80 babies and young children a year could benefit from gene therapy, the NHS said.
Life changer
Stevens said the agreement was a “life changer for young people with this cruel disease and their families.”
“Spinal muscular atrophy is the leading genetic cause of death among infants and young children, which is why NHS England has moved the mountains to provide this treatment, while successfully negotiating behind the scenes to ensure a fair price for taxpayers. ”
He said the agreement showed that while the health service remained under pressure due to the Covid-19 pandemic, the NHS was still “cared for by millions of other patients, for whom real medical progress is possible”.
The agreement with Novartis Gene Therapies provides a substantial reduction in confidentiality for NHS patients in England and paves the way for the National Institute for Excellence in Health and Care (NICE) – the public body that issues guidelines on the cost-effectiveness of medicines and treatments used by the NHS – to publish draft guidelines recommending treatment with Zolgensma.

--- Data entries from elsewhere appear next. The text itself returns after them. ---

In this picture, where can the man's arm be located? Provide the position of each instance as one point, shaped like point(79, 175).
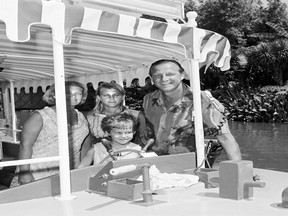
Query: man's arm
point(30, 132)
point(214, 117)
point(230, 145)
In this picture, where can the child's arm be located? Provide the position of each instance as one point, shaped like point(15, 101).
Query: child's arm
point(87, 159)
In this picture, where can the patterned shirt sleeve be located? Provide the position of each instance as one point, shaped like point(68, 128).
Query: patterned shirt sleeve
point(213, 113)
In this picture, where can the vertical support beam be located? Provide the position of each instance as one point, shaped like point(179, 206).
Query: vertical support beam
point(59, 78)
point(195, 88)
point(13, 112)
point(120, 81)
point(198, 120)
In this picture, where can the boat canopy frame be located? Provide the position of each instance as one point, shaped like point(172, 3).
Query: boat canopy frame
point(74, 30)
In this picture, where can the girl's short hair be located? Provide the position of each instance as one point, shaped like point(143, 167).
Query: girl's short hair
point(49, 95)
point(110, 85)
point(118, 120)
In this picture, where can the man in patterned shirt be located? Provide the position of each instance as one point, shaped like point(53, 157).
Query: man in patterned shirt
point(168, 114)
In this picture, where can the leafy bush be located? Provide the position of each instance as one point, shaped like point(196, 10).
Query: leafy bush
point(254, 105)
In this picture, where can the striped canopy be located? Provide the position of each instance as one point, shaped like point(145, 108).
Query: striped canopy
point(97, 43)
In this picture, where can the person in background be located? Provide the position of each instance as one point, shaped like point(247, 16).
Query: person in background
point(120, 128)
point(110, 100)
point(39, 137)
point(168, 112)
point(135, 83)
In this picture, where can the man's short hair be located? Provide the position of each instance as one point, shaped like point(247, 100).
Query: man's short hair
point(163, 61)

The terms of the agreement mean that some young children who do not currently meet the NICE recommendation criteria will also be eligible to be considered for treatment by a national clinical team of the country’s leading experts in the treatment of SMA.
The NHS has said it is ready to quickly follow the introduction of highly complex and innovative gene therapy and will not wait until NICE publishes the final guidelines to begin. This approach is supported by NICE, given the importance of administering the single treatment as soon as possible, he added.
The approval of the drug marks the second medical treatment now available for young people with SMA. He added that future treatment options also look promising, as another SMA is currently being reviewed by NICE.